Im gleichen Jahr sammelten sich die "Alten Kameraden" Lammerdings, um den "guten Namen unserer Division" zu verteidigen, die im Krieg "ohne Makel" geblieben sei. Auf deutschem Boden reichte es in all dieser Zeit für ein einziges Urteil: gegen Heinz Barth in der DDR. Der gab während der Verhandlungen 1983 zu Protokoll, wie die SS sich im Nachhinein reinwaschen wollte.
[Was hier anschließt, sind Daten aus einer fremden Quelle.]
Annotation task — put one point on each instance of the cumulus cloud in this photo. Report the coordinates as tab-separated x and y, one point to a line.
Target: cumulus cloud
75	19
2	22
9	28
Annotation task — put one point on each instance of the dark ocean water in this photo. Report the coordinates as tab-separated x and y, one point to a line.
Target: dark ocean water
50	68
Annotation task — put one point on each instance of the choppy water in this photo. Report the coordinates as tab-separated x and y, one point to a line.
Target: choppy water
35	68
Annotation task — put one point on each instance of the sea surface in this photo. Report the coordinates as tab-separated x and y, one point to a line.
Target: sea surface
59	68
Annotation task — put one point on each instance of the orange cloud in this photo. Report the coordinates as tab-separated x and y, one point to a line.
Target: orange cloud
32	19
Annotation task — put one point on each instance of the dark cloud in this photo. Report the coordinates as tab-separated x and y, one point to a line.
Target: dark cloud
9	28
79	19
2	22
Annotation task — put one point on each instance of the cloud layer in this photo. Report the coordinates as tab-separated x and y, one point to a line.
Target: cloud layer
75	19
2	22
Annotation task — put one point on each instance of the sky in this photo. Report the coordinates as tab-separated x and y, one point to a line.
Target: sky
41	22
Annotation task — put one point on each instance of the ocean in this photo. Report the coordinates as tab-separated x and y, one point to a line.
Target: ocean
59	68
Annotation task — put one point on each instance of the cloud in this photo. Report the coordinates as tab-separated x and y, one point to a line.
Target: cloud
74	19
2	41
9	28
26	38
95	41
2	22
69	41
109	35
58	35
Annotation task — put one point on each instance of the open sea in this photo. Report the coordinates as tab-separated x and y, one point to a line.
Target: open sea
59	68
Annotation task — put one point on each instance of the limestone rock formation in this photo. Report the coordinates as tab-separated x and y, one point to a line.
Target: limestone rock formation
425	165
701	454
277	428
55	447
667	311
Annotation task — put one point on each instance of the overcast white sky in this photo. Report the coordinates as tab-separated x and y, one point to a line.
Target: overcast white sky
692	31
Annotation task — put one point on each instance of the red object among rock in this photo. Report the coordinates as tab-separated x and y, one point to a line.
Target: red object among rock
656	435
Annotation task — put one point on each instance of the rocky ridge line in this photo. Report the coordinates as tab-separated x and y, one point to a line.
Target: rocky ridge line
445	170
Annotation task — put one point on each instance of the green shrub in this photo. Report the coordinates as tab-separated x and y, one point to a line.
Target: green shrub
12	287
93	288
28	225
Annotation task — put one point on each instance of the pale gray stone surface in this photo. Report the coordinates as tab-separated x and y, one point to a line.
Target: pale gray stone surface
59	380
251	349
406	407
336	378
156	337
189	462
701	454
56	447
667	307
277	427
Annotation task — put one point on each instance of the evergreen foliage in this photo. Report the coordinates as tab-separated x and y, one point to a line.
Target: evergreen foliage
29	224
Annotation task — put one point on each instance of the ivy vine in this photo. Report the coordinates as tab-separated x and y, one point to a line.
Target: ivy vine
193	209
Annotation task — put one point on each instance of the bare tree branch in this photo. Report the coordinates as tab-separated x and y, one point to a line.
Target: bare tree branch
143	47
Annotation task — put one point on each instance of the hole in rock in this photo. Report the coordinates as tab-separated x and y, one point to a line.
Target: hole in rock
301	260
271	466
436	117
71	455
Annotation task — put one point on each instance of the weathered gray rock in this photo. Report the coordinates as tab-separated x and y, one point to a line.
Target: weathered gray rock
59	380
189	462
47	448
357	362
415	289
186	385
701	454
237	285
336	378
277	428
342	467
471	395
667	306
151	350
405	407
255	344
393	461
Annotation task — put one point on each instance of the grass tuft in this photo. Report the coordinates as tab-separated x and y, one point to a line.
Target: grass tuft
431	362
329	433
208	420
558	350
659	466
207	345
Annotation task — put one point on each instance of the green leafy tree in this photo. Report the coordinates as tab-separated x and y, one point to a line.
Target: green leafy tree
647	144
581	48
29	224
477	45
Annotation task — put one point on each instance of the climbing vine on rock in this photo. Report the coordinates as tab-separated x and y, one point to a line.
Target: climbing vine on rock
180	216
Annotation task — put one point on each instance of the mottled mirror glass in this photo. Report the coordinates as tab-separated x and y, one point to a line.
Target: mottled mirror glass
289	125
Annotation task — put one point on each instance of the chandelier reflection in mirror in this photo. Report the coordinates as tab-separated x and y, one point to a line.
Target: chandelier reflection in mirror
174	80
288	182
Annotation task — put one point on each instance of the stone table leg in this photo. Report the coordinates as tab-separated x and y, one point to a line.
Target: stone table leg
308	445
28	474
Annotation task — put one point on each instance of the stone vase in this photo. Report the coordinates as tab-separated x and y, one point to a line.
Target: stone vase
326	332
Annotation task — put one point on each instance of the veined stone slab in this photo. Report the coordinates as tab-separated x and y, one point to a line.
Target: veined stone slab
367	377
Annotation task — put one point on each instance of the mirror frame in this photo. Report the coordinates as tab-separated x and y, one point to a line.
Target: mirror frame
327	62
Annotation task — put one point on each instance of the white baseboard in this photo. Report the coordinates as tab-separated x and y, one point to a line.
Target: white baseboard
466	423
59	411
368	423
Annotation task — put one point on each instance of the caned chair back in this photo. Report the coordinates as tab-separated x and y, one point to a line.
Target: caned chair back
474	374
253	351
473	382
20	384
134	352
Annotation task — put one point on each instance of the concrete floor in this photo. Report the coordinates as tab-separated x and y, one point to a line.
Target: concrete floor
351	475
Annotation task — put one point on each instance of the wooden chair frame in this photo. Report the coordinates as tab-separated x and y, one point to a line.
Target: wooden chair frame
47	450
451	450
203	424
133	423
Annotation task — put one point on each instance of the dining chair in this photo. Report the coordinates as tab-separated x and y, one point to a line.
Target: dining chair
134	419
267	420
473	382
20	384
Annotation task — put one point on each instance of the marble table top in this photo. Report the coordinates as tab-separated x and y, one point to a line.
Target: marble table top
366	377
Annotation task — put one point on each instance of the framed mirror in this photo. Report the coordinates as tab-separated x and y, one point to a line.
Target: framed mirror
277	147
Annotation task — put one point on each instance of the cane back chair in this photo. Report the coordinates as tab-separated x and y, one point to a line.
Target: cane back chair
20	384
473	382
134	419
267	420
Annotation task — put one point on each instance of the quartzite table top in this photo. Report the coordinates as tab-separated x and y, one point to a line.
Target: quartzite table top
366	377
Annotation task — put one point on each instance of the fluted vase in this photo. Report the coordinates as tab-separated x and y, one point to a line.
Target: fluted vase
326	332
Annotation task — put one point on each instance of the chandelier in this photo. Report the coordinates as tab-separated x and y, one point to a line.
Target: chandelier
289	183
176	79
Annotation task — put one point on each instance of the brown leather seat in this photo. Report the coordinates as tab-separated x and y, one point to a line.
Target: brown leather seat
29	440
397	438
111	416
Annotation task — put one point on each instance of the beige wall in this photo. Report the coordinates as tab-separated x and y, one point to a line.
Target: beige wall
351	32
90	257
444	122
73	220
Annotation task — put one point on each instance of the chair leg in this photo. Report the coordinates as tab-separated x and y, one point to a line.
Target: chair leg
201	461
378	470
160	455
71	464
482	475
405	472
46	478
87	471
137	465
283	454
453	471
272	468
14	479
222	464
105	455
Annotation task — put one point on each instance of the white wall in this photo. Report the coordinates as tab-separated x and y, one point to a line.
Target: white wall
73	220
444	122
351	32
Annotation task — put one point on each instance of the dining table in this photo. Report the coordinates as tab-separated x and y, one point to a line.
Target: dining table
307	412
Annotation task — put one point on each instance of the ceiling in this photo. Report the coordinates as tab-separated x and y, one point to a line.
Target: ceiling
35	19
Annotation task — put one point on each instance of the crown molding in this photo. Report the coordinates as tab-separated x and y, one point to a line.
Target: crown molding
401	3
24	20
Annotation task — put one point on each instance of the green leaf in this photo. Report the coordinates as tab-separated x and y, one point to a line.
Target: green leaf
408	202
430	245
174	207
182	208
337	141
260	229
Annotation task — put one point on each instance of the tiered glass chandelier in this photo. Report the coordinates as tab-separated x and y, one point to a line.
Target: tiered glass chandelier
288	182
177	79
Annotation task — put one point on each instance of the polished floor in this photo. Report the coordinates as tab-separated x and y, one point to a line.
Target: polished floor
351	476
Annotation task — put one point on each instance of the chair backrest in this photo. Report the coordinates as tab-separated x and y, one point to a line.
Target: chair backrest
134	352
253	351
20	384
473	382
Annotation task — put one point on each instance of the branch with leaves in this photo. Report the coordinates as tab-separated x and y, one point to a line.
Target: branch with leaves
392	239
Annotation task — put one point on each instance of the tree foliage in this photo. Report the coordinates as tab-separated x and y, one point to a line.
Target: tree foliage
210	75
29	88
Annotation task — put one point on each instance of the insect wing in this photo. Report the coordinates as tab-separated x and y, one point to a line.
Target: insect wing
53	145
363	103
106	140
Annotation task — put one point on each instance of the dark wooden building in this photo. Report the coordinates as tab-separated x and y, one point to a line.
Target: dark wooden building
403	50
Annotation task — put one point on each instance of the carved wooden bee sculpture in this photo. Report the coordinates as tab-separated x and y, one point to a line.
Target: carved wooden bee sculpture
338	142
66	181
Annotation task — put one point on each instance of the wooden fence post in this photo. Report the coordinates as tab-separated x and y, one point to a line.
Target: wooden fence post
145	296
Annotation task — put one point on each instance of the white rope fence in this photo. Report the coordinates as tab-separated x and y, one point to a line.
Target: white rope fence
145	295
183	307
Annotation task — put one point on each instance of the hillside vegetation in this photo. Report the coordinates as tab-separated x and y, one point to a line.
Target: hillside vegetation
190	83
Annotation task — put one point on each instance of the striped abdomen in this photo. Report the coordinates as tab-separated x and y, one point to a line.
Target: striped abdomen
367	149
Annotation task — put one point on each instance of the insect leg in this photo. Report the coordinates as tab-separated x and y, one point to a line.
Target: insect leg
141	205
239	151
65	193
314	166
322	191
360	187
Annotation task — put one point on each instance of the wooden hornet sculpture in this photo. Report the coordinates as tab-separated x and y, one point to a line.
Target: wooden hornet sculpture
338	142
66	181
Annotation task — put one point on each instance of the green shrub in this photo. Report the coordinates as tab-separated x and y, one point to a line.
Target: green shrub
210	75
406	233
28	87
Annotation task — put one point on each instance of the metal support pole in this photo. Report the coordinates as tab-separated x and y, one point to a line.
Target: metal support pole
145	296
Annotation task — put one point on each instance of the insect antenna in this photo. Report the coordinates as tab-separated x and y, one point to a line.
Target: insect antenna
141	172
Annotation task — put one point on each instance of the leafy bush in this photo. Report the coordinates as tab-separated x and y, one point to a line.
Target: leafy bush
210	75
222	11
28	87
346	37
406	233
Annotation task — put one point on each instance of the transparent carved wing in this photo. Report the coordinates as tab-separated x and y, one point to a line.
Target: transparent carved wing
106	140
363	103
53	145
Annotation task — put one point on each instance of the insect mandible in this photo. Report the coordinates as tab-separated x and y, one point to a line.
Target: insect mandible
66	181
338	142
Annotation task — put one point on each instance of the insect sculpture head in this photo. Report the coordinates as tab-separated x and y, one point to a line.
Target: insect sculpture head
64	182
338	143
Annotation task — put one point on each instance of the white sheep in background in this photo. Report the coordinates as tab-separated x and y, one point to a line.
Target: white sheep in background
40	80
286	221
Falls überhaupt darüber geredet werden sollte, galt laut Barth die Sprachregelung, wonach es "in diesem Ort einen Widerstand gab". Nichts davon stimmte.

Seit einigen Jahren laufen wieder Ermittlungen, zuständig ist die in Dortmund ansässige nordrhein-westfälischen Zentralstelle für die Bearbeitung von nationalsozialistischen Massenverbrechen. "Ich glaube, wir sind es den Opfern schuldig, dass wir die Vergangenheit aufarbeiten", sagt Oberstaatsanwalt Andreas Brendel. "Wenn jeder wüsste, was ich aus den Akten weiß, dann würde es noch deutlich weniger Menschen geben, die das "Dritte Reich" und seine Protagonisten verherrlichen."

Nach dem 10. Juni 1944 musste das Leben irgendwie weitergehen, sagt der letzte heute noch lebende direkte Augenzeuge des Massakers, Robert Hebras. Die Erinnerung an die "schlimmen Momente" jenes Frühlingstages freilich hat er nie vergessen.